Publicado no jornal O Globo
"O tempora! O mores!" já dizia o velho
Cícero em latim, e repetíamos em português no colégio: "Que tempos! Que
costumes!" Mas não só os costumes e a moral mudaram com o tempo, o
clima e a linguagem também. Na minha época, por exemplo, havia quatro
estações por ano, não por dia. O capitão era o último a abandonar o
navio, não o primeiro, como o do Costa Concordia. As chuvas de verão
eram esperadas, não uma surpresa para as autoridades. Doações que não
chegavam às vítimas não eram "desvios de verba", mas roubo de dinheiro,
literalmente. Político que garantia só deixar o cargo morto morria de
fato, se suicidava, não saía na maior cara de pau para presidir um
outrora respeitável partido.
Suposto bandido não carregava
adjetivo, só arma, era bandido, e ponto final. Mais de R$200 milhões na
conta de um magistrado ou funcionário de um tribunal do Rio de Janeiro
era considerado um escândalo, não "movimentação financeira atípica". Na
terra do Ancelmo, já se faziam saliências embaixo de edredom, como as
que acabam de ocorrer entre um modelo e uma estudante no Big Brother 12,
causando tanta polêmica e a eliminação do rapaz. Só que no nosso tempo
não seria preciso recorrer à polícia para descobrir se eram "carícias
consensuais" ou abuso sexual.
A Europa, até outro dia, servia de
modelo e exemplo para o mundo todo; hoje é uma velha dama decadente, a
cada dia mais humilhada e rebaixada, carente de socorro até dos países
emergentes. Em passado não muito distante, o seio feminino era tido como
um espaço perfeito, irretocável, ao mesmo tempo zona erógena e fonte
primeira de alimentação do ser humano. A moda de "consertá-lo" por
imposições cosméticas transformou-o de produtor de leite materno em
depósito de silicone capaz de sujeitá-lo aos riscos de nódulos,
inflamações e infecções, como está ocorrendo de maneira absurda no
Brasil.
Joelhada e pontapé acima do pescoço
davam desclassificação em qualquer esporte. Agora dão consagração. Vejam
esse trecho da cobertura da última exibição dos chamados gladiadores do
terceiro milênio: "O golpe (aquele chute "cinematográfico" de Edson
Barboza no rosto do inglês Terry Etim) levou a torcida à loucura e foi
elogiado como um dos mais belos da história do UFC." No meu tempo,
"belo" pontapé era o que se dava na bola, não na cara do adversário.
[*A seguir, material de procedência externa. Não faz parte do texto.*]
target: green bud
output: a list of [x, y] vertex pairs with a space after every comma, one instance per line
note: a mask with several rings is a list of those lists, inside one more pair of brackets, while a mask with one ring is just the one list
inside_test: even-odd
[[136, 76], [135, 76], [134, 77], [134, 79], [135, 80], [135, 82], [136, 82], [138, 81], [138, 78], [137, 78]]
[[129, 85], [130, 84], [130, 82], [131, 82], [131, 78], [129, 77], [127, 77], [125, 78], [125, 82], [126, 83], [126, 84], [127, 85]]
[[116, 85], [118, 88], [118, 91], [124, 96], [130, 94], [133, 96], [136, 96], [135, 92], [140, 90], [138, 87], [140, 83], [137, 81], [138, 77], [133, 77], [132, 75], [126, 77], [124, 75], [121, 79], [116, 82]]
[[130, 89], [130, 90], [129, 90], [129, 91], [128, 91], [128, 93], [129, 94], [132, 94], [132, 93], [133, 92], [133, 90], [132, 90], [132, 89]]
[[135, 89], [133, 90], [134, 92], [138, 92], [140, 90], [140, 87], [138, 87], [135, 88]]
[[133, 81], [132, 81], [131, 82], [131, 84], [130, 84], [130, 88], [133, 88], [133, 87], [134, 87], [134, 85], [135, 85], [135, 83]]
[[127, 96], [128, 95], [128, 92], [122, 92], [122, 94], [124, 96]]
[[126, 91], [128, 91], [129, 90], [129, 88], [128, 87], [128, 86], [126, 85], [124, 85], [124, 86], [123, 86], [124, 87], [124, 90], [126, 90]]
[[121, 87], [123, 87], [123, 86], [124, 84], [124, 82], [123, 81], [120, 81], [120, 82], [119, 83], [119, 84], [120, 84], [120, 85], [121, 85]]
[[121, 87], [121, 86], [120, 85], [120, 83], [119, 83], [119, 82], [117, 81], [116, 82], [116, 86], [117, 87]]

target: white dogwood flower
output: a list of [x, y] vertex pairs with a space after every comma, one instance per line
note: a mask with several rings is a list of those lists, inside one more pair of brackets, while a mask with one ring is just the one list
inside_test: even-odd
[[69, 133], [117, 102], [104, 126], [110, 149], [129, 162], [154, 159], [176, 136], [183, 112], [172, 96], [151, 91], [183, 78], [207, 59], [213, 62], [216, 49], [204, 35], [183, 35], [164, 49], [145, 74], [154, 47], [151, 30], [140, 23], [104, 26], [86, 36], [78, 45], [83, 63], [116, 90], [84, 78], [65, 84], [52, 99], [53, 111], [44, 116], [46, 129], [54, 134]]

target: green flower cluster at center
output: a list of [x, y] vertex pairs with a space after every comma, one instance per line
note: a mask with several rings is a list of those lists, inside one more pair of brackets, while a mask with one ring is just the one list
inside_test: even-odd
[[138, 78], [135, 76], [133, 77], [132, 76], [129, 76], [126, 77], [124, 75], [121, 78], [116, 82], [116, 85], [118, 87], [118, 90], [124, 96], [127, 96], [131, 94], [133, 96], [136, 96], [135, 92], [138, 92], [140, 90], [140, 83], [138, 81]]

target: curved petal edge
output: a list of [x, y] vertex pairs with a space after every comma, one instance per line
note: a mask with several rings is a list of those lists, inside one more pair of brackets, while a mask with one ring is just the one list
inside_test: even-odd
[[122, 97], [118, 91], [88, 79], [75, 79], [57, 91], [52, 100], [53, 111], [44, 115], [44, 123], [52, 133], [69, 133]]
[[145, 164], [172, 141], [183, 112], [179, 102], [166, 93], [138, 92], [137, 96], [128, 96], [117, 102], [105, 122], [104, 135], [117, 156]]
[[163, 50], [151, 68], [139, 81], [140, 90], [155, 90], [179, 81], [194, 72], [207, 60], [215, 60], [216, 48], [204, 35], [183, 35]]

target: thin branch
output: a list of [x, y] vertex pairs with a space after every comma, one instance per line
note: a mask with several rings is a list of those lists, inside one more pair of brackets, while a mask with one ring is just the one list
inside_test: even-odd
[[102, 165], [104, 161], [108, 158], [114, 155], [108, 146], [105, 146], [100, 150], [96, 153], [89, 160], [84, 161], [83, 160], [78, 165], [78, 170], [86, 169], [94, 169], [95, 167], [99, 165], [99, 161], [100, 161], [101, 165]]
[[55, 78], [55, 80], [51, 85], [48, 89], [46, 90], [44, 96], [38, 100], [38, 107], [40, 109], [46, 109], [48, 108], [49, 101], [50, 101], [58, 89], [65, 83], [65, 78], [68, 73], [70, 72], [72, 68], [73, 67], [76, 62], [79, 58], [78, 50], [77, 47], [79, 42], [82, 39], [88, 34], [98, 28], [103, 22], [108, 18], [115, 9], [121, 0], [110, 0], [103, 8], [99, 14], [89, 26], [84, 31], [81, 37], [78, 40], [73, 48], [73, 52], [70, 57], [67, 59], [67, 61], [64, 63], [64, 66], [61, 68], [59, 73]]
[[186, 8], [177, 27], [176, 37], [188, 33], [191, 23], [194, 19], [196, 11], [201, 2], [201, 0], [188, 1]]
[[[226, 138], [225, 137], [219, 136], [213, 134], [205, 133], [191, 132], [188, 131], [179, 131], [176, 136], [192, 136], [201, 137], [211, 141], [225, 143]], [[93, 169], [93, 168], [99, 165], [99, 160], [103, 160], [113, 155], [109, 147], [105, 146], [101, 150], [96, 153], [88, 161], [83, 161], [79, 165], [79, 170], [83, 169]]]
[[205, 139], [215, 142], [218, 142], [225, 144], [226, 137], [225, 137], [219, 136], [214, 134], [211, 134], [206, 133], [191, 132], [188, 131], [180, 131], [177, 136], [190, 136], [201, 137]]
Afinal, uma coisa parece não ter mudado: hoje, prende-se bicheiro do
mesmo jeito que antigamente - para soltar logo depois, como deve
acontecer com Anísio Abraão, da Beija-Flor, daqui a pouco, até o
carnaval.
2 comentários:
Boa noite!!
O texto de Zuenir Ventura, retrata um tempo, qq não tão longe, mas parece distante àqueles qq viveram e ainda vivem, e como ele, o autor, relembra e trás à tona valores imprescindíveis,como era a moral, a ética, os bons costumes, a amizade, a família e outros tão salutares detalhes, qq hoje não se vê e nem se verá jamais...Gostei mto.